La masturbation chez les adolescents

Souvent mal vécue par les parents, la masturbation chez les adolescents est pourtant un acte tout à fait sain et même essentiel. Il s’agit en quelque sorte d’une première étape vers la sexualité que l’on observe autant chez les jeunes garçons que chez les jeunes filles. Les parents ne doivent ainsi pas réagir outre mesure.

La masturbation: un acte naturel
Les chiffres parlent d’eux-mêmes : 95% des adolescents en France pratiqueraient la masturbation et 40% des adolescentes se seraient déjà masturbées au moins une fois. Les études menées chez nos voisins européens ainsi qu’aux États-Unis et au Canada concluent également aux mêmes résultats. Cela s’explique tout simplement par le fait que les adolescents, dès l’augmentation de leurs hormones, ont besoin d’explorer leur corps et leurs sensations, et donc d’explorer leur sexualité.
La masturbation est ainsi un acte tout à fait naturel et sain qui en plus de répondre aux interrogations des jeunes, leur permet de préparer leur future vie sexuelle en toute intimité. Il s’agit enfin d’un acte qui ne comporte aucun risque pour la santé. Le seul problème qui peut être lié à la masturbation est une trop grande pratique de celle-ci. Certains adolescents n’arrivent en effet pas à mettre de limite à leur découverte, ce qui peut créer une certaine dépendance et gêner de façon importante la vie sociale et familiale.

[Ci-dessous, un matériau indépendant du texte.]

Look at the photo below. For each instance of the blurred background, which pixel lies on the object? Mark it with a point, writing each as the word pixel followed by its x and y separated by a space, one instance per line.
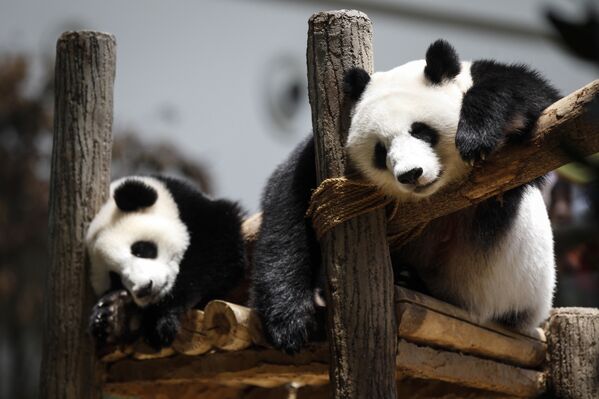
pixel 216 91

Comment réagir si votre enfant se masturbe?
Si vous avez surpris votre adolescent ou votre adolescente en train de se masturber, ou si vous avez des suspicions, ne vous énervez pas mais n’ignorez pas non plus ce qu’il s’est passé. S’il s’agit d’un garçon, le père (ou à défaut une figure paternelle comme un oncle, un ami proche…) est le mieux placé pour avoir une discussion, et s’il s’agit d’une fille, c’est naturellement la maman (ou une figure maternelle) qui est la plus à même de s’en charger.
Dans tous les cas, vous ne devez surtout pas culpabiliser votre enfant et lui donner l’impression que ce qu’il fait est honteux mais il n’est pas non plus bon d’ignorer ce que l’on a découvert et de faire comme si de rien n’était. Le mieux est donc d’en parler calmement et sans aucun jugement afin de chasser le malaise. De même, si aucun signe ne montre que votre ado se masturbe, il est préférable d’aborder le sujet autour de ses 14 ans afin de l’informer sur cette pratique.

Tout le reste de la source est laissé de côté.